Extensão de benefícios na área agrícola garantiu melhoria na renda. No país, houve também mais emprego formal

O cenário rural que sempre ilustrou a pobreza no Brasil ficou metropolitano. A primeira explicação está na queda da proporção de pobres no Brasil, que era de 45% no início dos anos 90 e caiu para 22,9% em 2008 (último dado disponível).

Estudo que a pesquisadora do Instituto de Estudos de Trabalho e Sociedade (Iets) Sonia Rocha apresenta hoje no 22° Fórum Nacional mostra essa mudança na composição da pobreza entre as metrópoles e a zona rural. Em 1995, apesar de representar 19,8% da população, os moradores da zona rural eram 24,7% dos pobres.

Já no Brasil metropolitano, a participação na população era de 30,7%, superior à sua representação entre os pobres (28,7%).

Essa redução na pobreza rural está fortemente associada à expansão da cobertura dos benefícios pagos pelo sistema de aposentadoria rural, diz a pesquisadora no estudo.

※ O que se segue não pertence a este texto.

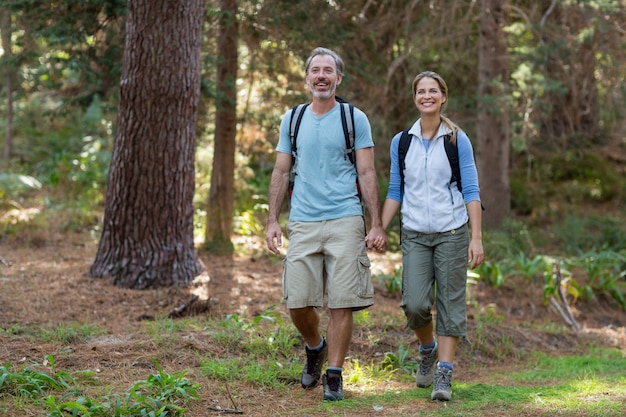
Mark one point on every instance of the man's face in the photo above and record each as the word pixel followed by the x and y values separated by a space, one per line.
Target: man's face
pixel 322 77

Em 2008, essa situação mudou.

Enquanto a população rural representava 14% do total, a pobreza rural ficou em 15,4% do total de pobres; os moradores da metrópoles representavam 30,9% da população e 36,5% entre dos pobres.

Nos períodos de crise, as metrópoles sentem mais rapidamente os impactos, porém também reagem mais cedo nos momentos de recuperação explica Sonia.

E isso ficou flagrante entre 2004 e 2008, reduzindo o ritmo de queda das desigualdades regionais, diferentemente do que se viu entre o Brasil metropolitano e o rural. Apesar de a pobreza ter caído 27% no Nordeste, a redução foi de 35% no Sudeste.

Todos ganham, mas a retomada beneficia mais diretamente os centros dinâmicos da economia diz Sonia.

Trabalhadores mais pobres ganharam mais Outro efeito esperado com a expansão econômica é a escassez de mão de obra. Esse fenômeno fez crescer o salário dos trabalhadores mais especializados, porém em patamar inferior aos mais pobres e pouco qualificados.

E a explicação para o fenômeno está na valorização real (descontada a inflação) de 32% do salário mínimo entre 2002 e 2004. Isso fez os ganhos da parcela dos 20% mais pobres dos ocupados crescer 36%, enquanto entre os 20% mais ricos, essa alta foi de 14%.

Isso se deveu à valorização do mínimo acoplada à formalização da economia, principalmente no trabalho. O mercado está criando emprego e empresa.

Diante desse quadro, Sonia acredita que a pobreza deve ter continuado a cair em 2009, sem interromper a redução contínua desde 2004, mesmo com a crise financeira global que fez a economia brasileira parar em 2009. Os números só serão divulgados em setembro: Com o mínimo mais alto, expansão do Bolsa Família e criação de emprego, a pobreza deve ter caído.